I thought I’d head down to the Derwent, and instead of parking at Pow Hill as I normally do, I’d go to Milshield picnic area and run from there down to Pow Hill, do the loop around there before I was ready to pass out, and then head back – which would have the other advantage of splitting the dam-crossing legs up more. Apparently the carpark at Milshield is closed until the end of August as there’s some ITV show thing being filmed there and they don’t want Joe Bloggs bimbling in with his fishing gear and running shoes.

So, Pow Hill it was! This also meant I couldn’t do my original distance plan – going between the two picnic areas would have put me somewhere in the region of 10k, possibly a bit more with the loop around Pow Hill added on and I was hoping to hit between 10 and 12km on this run – can’t pester J about not hitting the distance for the GNR when I’m only doing 5k loops myself!

In my current ‘try different things’ vein, I also thought I’d try running with music again – I used to run with it all the time so I wouldn’t have to listen to my own depressingly raspy panting as I pootled along, but after signing on to one or two running club road races where headphones weren’t allowed, I got myself used to not taking them even on the longer ones where it was just me and listening to the wind and the birds. It helped that I got used to pacing myself on my breathing so I didn’t sound like a dying asthmatic the whole time, noone wants to listen to themselves sound like that! My headphones were charged up, but my ipod had been left on since last time it was used (however long ago that was) and was flat as a pancake. There goes that plan. Me and my ears it is then. I’d have to try and find a new distraction for crossing the dam.

It was bang on a mile – 1.6km – from the carpark to the gate at the start of the dam, and I don’t even remember it, I was sufficiently distracted by the various things to see and my own head that I was at the dam before I’d really realised it.
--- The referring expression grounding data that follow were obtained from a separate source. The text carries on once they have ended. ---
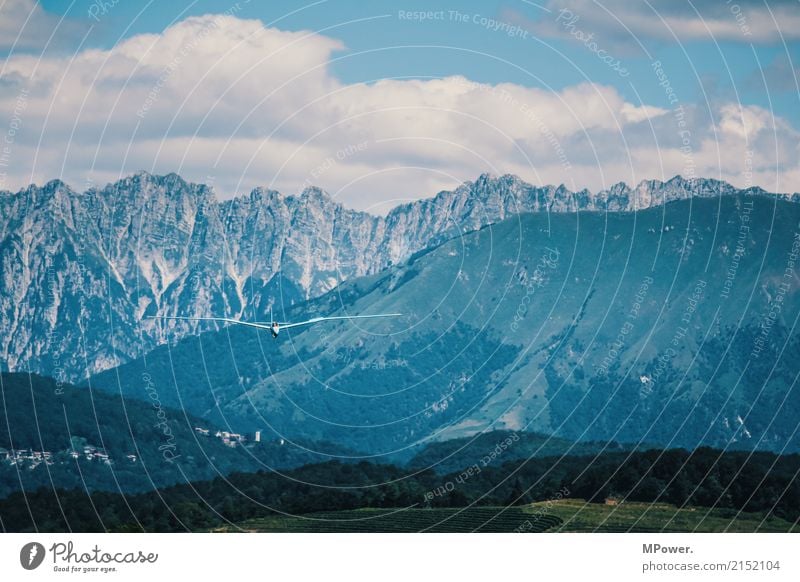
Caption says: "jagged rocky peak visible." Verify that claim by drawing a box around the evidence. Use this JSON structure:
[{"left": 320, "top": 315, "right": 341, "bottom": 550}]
[
  {"left": 247, "top": 186, "right": 282, "bottom": 203},
  {"left": 297, "top": 185, "right": 328, "bottom": 200},
  {"left": 13, "top": 178, "right": 73, "bottom": 207},
  {"left": 0, "top": 170, "right": 796, "bottom": 381}
]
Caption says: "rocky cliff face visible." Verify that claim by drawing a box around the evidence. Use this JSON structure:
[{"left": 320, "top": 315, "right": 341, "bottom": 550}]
[{"left": 1, "top": 171, "right": 796, "bottom": 380}]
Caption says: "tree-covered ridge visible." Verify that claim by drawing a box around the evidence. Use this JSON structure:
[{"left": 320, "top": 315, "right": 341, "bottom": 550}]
[
  {"left": 0, "top": 373, "right": 358, "bottom": 498},
  {"left": 1, "top": 446, "right": 797, "bottom": 532}
]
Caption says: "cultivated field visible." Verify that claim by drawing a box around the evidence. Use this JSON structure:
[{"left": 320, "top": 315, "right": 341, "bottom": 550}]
[{"left": 217, "top": 499, "right": 797, "bottom": 533}]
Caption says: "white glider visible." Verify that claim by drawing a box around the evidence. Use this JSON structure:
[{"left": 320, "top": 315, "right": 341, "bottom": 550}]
[{"left": 147, "top": 313, "right": 401, "bottom": 338}]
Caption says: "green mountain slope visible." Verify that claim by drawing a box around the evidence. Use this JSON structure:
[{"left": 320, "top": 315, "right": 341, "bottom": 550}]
[
  {"left": 406, "top": 430, "right": 631, "bottom": 474},
  {"left": 91, "top": 194, "right": 800, "bottom": 455},
  {"left": 0, "top": 373, "right": 358, "bottom": 497}
]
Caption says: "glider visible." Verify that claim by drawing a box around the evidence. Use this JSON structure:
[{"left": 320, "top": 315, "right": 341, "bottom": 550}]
[{"left": 147, "top": 312, "right": 401, "bottom": 338}]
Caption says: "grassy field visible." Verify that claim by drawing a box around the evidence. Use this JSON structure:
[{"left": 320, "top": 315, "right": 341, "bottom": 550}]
[
  {"left": 216, "top": 499, "right": 796, "bottom": 533},
  {"left": 534, "top": 499, "right": 796, "bottom": 533},
  {"left": 220, "top": 506, "right": 558, "bottom": 533}
]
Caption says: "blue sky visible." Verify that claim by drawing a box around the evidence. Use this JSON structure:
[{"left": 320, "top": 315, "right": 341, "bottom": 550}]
[
  {"left": 38, "top": 0, "right": 798, "bottom": 122},
  {"left": 2, "top": 0, "right": 799, "bottom": 207}
]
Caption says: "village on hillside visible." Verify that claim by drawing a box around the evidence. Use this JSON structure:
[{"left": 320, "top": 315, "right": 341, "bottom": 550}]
[{"left": 1, "top": 426, "right": 267, "bottom": 470}]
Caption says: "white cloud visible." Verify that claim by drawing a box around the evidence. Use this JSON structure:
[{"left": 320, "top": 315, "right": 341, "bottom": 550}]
[
  {"left": 0, "top": 0, "right": 89, "bottom": 51},
  {"left": 719, "top": 103, "right": 772, "bottom": 138},
  {"left": 508, "top": 0, "right": 800, "bottom": 46},
  {"left": 0, "top": 12, "right": 798, "bottom": 210},
  {"left": 620, "top": 102, "right": 669, "bottom": 124}
]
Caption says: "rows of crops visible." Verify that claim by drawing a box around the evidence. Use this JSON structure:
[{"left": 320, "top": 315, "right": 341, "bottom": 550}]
[
  {"left": 234, "top": 506, "right": 563, "bottom": 533},
  {"left": 540, "top": 500, "right": 796, "bottom": 533},
  {"left": 223, "top": 500, "right": 796, "bottom": 533}
]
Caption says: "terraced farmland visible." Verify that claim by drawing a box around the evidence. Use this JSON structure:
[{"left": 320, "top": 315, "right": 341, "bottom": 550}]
[
  {"left": 536, "top": 499, "right": 797, "bottom": 533},
  {"left": 218, "top": 500, "right": 797, "bottom": 533},
  {"left": 222, "top": 506, "right": 560, "bottom": 533}
]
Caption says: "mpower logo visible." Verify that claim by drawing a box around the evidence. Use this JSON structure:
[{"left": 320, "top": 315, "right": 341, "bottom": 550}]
[{"left": 20, "top": 542, "right": 46, "bottom": 570}]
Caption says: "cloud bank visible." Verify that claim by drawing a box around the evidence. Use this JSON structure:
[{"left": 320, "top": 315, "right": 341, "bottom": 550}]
[
  {"left": 0, "top": 9, "right": 798, "bottom": 210},
  {"left": 513, "top": 0, "right": 800, "bottom": 45}
]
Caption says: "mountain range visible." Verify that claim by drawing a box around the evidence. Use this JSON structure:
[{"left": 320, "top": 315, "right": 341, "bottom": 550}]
[
  {"left": 90, "top": 193, "right": 800, "bottom": 455},
  {"left": 2, "top": 171, "right": 797, "bottom": 382}
]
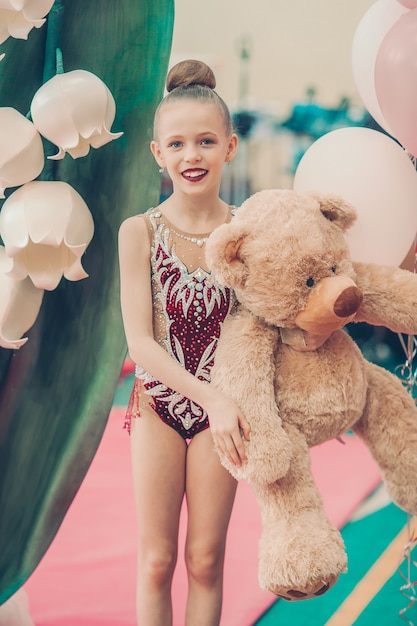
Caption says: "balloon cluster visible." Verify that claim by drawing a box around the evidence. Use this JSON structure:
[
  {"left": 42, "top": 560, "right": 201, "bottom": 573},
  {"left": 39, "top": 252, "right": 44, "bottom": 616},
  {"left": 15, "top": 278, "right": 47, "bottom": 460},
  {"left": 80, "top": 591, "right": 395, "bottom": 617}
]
[
  {"left": 0, "top": 2, "right": 123, "bottom": 349},
  {"left": 294, "top": 0, "right": 417, "bottom": 267}
]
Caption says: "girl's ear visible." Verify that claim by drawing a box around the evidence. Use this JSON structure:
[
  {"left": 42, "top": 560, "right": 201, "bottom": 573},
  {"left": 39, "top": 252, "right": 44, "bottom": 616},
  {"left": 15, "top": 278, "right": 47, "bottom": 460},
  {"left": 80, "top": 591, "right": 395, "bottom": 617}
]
[
  {"left": 150, "top": 140, "right": 165, "bottom": 168},
  {"left": 225, "top": 133, "right": 238, "bottom": 163}
]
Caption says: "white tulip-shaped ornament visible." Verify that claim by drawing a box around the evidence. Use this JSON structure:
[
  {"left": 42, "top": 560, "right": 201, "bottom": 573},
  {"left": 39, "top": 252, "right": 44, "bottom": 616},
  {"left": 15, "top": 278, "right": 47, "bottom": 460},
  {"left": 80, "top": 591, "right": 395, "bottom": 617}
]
[
  {"left": 0, "top": 180, "right": 95, "bottom": 290},
  {"left": 0, "top": 245, "right": 44, "bottom": 349},
  {"left": 0, "top": 0, "right": 54, "bottom": 44},
  {"left": 0, "top": 107, "right": 44, "bottom": 198},
  {"left": 30, "top": 69, "right": 123, "bottom": 160}
]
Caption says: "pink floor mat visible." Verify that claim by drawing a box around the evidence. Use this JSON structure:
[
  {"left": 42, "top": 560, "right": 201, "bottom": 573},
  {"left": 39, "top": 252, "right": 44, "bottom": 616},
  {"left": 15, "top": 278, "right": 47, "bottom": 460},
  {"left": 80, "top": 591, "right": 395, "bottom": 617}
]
[{"left": 24, "top": 408, "right": 381, "bottom": 626}]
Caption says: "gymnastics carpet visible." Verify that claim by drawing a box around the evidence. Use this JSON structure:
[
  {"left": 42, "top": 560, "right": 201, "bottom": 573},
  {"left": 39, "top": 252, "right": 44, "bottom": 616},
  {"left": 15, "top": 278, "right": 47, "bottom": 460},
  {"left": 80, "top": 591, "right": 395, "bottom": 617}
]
[{"left": 22, "top": 378, "right": 382, "bottom": 626}]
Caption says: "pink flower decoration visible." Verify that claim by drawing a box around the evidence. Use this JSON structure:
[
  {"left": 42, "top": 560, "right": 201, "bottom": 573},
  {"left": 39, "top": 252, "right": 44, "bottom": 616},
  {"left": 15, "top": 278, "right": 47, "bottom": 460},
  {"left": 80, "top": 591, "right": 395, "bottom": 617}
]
[
  {"left": 30, "top": 69, "right": 123, "bottom": 160},
  {"left": 0, "top": 107, "right": 44, "bottom": 198},
  {"left": 0, "top": 245, "right": 44, "bottom": 349},
  {"left": 0, "top": 0, "right": 54, "bottom": 44},
  {"left": 0, "top": 180, "right": 94, "bottom": 290}
]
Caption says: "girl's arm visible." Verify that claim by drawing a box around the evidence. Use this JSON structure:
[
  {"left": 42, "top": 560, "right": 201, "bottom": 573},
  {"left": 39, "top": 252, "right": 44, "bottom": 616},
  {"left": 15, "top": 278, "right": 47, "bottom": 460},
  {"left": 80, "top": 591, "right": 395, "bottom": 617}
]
[{"left": 118, "top": 215, "right": 250, "bottom": 465}]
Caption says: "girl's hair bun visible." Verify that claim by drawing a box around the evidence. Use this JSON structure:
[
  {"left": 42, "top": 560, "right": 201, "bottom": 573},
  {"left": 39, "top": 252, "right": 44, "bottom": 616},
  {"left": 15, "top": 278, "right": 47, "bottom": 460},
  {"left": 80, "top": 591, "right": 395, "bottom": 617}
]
[{"left": 166, "top": 59, "right": 216, "bottom": 92}]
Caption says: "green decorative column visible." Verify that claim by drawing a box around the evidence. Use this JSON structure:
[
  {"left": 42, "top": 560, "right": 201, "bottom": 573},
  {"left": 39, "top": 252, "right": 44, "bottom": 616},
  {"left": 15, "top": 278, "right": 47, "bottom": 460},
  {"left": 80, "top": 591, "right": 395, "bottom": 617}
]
[{"left": 0, "top": 0, "right": 174, "bottom": 603}]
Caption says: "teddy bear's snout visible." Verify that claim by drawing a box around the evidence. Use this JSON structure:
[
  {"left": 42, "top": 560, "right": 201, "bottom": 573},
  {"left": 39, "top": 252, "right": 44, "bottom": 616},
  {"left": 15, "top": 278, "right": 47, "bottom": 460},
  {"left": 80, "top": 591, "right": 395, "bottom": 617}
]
[
  {"left": 294, "top": 276, "right": 363, "bottom": 334},
  {"left": 333, "top": 286, "right": 363, "bottom": 318}
]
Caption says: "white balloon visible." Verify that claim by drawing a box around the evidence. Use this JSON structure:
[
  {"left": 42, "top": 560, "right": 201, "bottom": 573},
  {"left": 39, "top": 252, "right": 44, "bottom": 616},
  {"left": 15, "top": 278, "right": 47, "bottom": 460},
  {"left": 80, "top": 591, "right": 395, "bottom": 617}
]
[
  {"left": 351, "top": 0, "right": 407, "bottom": 133},
  {"left": 293, "top": 127, "right": 417, "bottom": 265}
]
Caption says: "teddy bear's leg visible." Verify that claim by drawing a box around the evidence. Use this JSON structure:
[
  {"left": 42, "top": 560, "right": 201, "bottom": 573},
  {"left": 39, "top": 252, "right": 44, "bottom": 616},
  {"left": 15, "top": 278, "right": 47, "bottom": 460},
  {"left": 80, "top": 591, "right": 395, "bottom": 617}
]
[
  {"left": 354, "top": 361, "right": 417, "bottom": 515},
  {"left": 252, "top": 425, "right": 347, "bottom": 601},
  {"left": 211, "top": 309, "right": 293, "bottom": 483}
]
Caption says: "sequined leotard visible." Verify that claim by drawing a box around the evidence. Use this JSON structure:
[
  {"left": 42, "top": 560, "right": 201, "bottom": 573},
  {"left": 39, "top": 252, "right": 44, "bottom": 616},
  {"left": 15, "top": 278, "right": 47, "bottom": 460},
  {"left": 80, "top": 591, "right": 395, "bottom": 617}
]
[{"left": 124, "top": 206, "right": 236, "bottom": 439}]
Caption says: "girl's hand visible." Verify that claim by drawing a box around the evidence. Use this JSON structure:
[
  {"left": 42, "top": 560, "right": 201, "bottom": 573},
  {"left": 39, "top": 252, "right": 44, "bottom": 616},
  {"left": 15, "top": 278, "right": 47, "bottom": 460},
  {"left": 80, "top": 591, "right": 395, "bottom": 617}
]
[{"left": 206, "top": 392, "right": 250, "bottom": 467}]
The dam itself was less than half this distance across from gate to gate, but once again felt like twice as far. I don’t know how people do multiple loops of routes when doing races – like round and round the same athletics track, or 5 laps around Gibside for the Gibside Marathon knowing you’re going to hit the same horrible monster hills again and again and again!!! Talk about sapping! I can’t do a short, straight bridge without flagging!